Aria Operations Cloud Proxy nodes intermittently flap between Online and Offline status due to DNS resolution timeouts
search cancel

Aria Operations Cloud Proxy nodes intermittently flap between Online and Offline status due to DNS resolution timeouts

book

Article ID: 432767

calendar_today

Updated On:

Products

VCF Operations

Issue/Introduction

VMware Aria Operations Cloud Proxy (CP) appliances may exhibit "flapping" behavior, where the connection status alternates between Online and Offline in the UI. This typically occurs in remote sites where DNS services are unavailable or unreachable.

The following log entries are observed:

  • /storage/log/vcops/log/vrops-init.log

    reverse_lookup-INFO: STDOUT for the command /usr/bin/host -W 15 -R 1 -T ***.***.***.***: ;; Connection to ::1#53(::1) for ***.***.***.***.in-addr.arpa. failed: connection refused.
    ;; no servers could be reached
    reverse_lookup-WARNING: Unable to get an FQDN for the ***.***.***.*** IP address

  • /storage/log/var/log/haproxy-admin.log

    localhost haproxy[6657]: Server PrxyRC_BE/VROPS_2 is going DOWN for maintenance (DNS timeout status). 0 active and 0 backup servers left. 0 sessions active, 0 requeued, 0 remaining in queue.
    localhost haproxy[6657]: backend PrxyRC_BE has no server available!

  • (Primary Node): /storage/log/vcops/log/analytics-<UUID>.log
    INFO  [DistTaskCollectorStatusChecker]  com.integrien.alive.common.communication.CollectorStatusChecker.checkRebalancingState - Did not receive heartbeat from CP_NAME collector 601579 milliseconds

Environment

Aria Operations 8.18.x

Cause

Aria Operations Cloud Proxy uses HAProxy to manage connections.

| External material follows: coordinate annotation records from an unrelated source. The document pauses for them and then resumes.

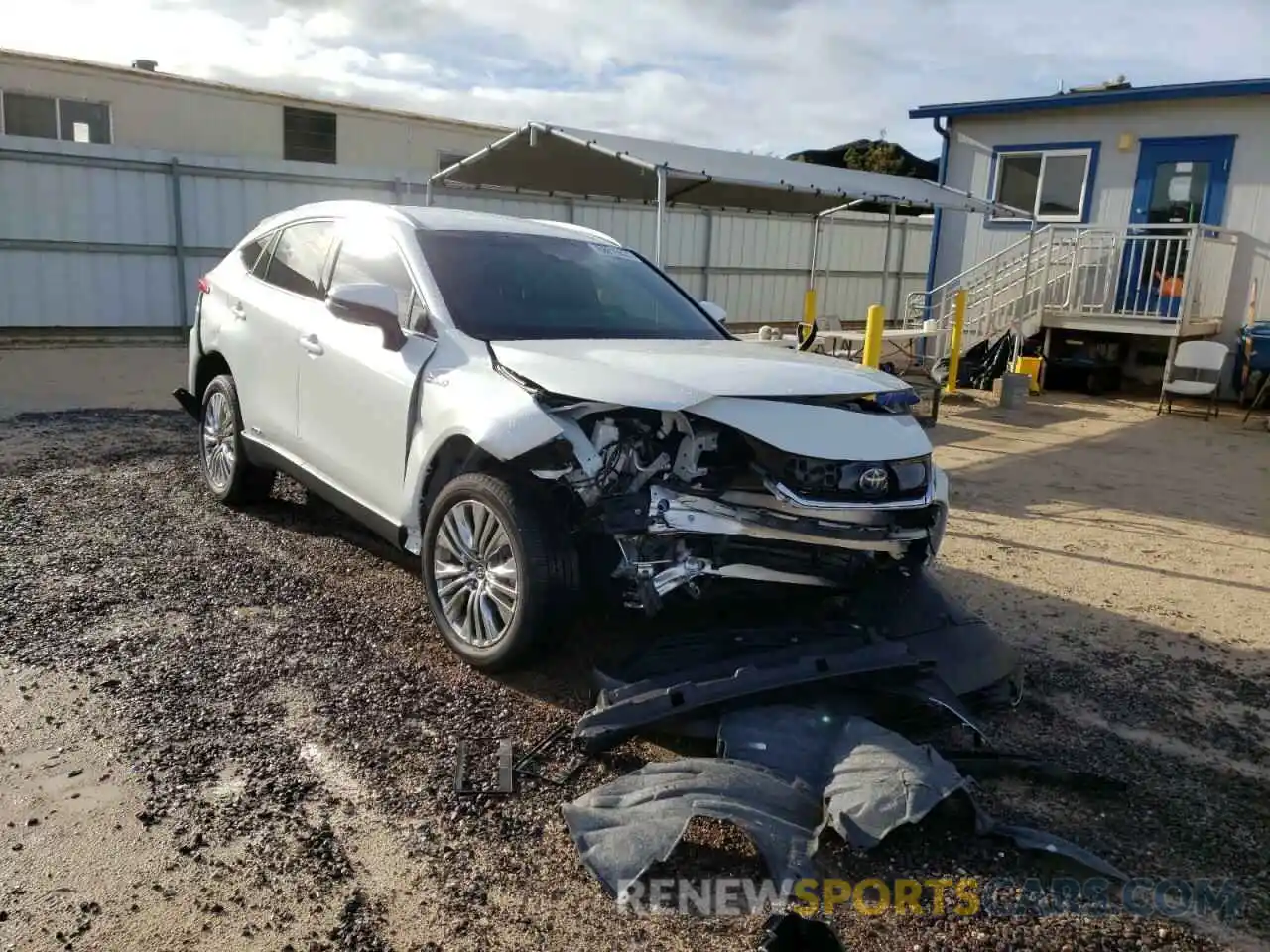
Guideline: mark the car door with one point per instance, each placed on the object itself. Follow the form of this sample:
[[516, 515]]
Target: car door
[[285, 299], [357, 397]]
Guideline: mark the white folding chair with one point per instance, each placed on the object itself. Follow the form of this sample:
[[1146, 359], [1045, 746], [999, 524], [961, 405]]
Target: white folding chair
[[1198, 357]]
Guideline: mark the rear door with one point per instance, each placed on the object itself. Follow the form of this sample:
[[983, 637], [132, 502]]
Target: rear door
[[357, 398], [282, 302]]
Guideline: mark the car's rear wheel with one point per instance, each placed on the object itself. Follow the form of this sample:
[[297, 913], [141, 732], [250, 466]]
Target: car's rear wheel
[[493, 566], [230, 476]]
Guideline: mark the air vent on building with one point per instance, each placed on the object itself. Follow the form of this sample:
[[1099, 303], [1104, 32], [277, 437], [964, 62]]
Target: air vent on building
[[1118, 82]]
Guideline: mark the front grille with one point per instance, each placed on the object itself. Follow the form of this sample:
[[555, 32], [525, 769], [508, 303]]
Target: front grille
[[848, 481]]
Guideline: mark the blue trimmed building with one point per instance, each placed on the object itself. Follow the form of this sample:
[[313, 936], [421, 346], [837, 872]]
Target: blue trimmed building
[[1151, 208]]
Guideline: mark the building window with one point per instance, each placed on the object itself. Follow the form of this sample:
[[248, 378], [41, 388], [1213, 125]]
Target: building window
[[1053, 184], [48, 117], [308, 135], [445, 159]]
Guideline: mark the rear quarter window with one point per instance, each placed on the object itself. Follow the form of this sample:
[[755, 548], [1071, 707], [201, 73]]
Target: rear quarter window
[[250, 253]]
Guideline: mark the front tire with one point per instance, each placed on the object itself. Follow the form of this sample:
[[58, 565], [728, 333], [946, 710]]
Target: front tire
[[493, 565], [230, 476]]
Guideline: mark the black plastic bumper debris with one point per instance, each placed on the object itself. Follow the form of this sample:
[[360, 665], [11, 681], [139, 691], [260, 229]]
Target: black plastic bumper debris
[[622, 711], [789, 774], [793, 933]]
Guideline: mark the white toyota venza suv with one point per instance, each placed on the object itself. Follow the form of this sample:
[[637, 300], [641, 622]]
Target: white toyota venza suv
[[532, 409]]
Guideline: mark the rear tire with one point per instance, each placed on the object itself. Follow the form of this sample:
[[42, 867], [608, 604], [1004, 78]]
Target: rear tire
[[494, 565], [230, 476]]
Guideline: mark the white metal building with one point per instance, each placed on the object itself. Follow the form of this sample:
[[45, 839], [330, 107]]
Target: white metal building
[[119, 185], [141, 108], [1152, 207]]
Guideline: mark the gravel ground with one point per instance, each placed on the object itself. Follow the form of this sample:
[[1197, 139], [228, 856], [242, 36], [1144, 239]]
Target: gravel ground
[[235, 730]]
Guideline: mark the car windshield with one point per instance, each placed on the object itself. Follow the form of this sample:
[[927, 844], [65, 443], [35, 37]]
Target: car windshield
[[532, 287]]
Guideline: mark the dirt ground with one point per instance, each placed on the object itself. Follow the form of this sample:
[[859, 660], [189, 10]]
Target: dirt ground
[[235, 729]]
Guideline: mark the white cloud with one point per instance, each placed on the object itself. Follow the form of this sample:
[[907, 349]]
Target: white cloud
[[743, 73]]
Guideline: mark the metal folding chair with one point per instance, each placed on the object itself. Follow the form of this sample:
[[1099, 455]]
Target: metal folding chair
[[1199, 357]]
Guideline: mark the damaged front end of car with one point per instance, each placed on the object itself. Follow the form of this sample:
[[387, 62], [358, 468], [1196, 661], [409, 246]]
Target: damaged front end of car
[[708, 492]]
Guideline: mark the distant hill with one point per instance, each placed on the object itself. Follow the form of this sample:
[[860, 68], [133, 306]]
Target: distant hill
[[873, 155]]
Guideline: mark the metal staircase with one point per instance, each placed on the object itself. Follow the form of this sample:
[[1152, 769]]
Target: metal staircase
[[1007, 291], [1129, 280]]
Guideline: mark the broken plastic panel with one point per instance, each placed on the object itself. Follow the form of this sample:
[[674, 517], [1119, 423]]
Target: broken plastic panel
[[847, 774]]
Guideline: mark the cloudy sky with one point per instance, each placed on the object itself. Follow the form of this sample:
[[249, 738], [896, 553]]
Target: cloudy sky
[[766, 75]]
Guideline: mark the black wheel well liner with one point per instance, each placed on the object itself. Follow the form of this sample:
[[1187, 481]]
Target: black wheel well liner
[[211, 365], [457, 454]]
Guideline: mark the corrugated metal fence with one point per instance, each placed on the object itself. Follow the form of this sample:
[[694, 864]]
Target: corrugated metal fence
[[104, 238]]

By default, HAProxy queries DNS servers directly. If these servers are unreachable, HAProxy fails to resolve node FQDNs, marking backends as DOWN even if the /etc/hosts file is populated

Resolution

The official recommendation is to provide reachable DNS servers to the site. Refer to the Aria Operations Cluster Network Requirements

Workaround

If DNS cannot be implemented, follow these steps to force local name resolution on Cloud proxy:

Step 1: Implement Local Name Resolution

  1. SSH to the Cloud Proxy as root.
  2. Edit /etc/hosts: vi /etc/hosts
  3. Add IP addresses and FQDNs of all Aria Operations cluster nodes.
  4. Verify resolution: getent hosts <FQDN>

Step 2: Modify HAProxy to Prioritize Local Hosts

  1. Backup the configuration: cp /etc/haproxy/haproxy.cfg /etc/haproxy/haproxy.cfg.orig
  2. Edit /etc/haproxy/haproxy.cfg: vi /etc/haproxy/haproxy.cfg
  3. Locate server lines and change resolvers resolvernameservers init-addr last,libc,none to init-addr libc,none.
  4. Comment out the entire resolvers block.
  5. Restart HAProxy: systemctl restart haproxy.

Step 3: Ensure Persistency Across Reboots To prevent haproxy.cfg from being reverted during lifecycle operations:

chattr +i /etc/haproxy/haproxy.cfg

Note: You must run chattr -i /etc/haproxy/haproxy.cfg before making future changes to this file.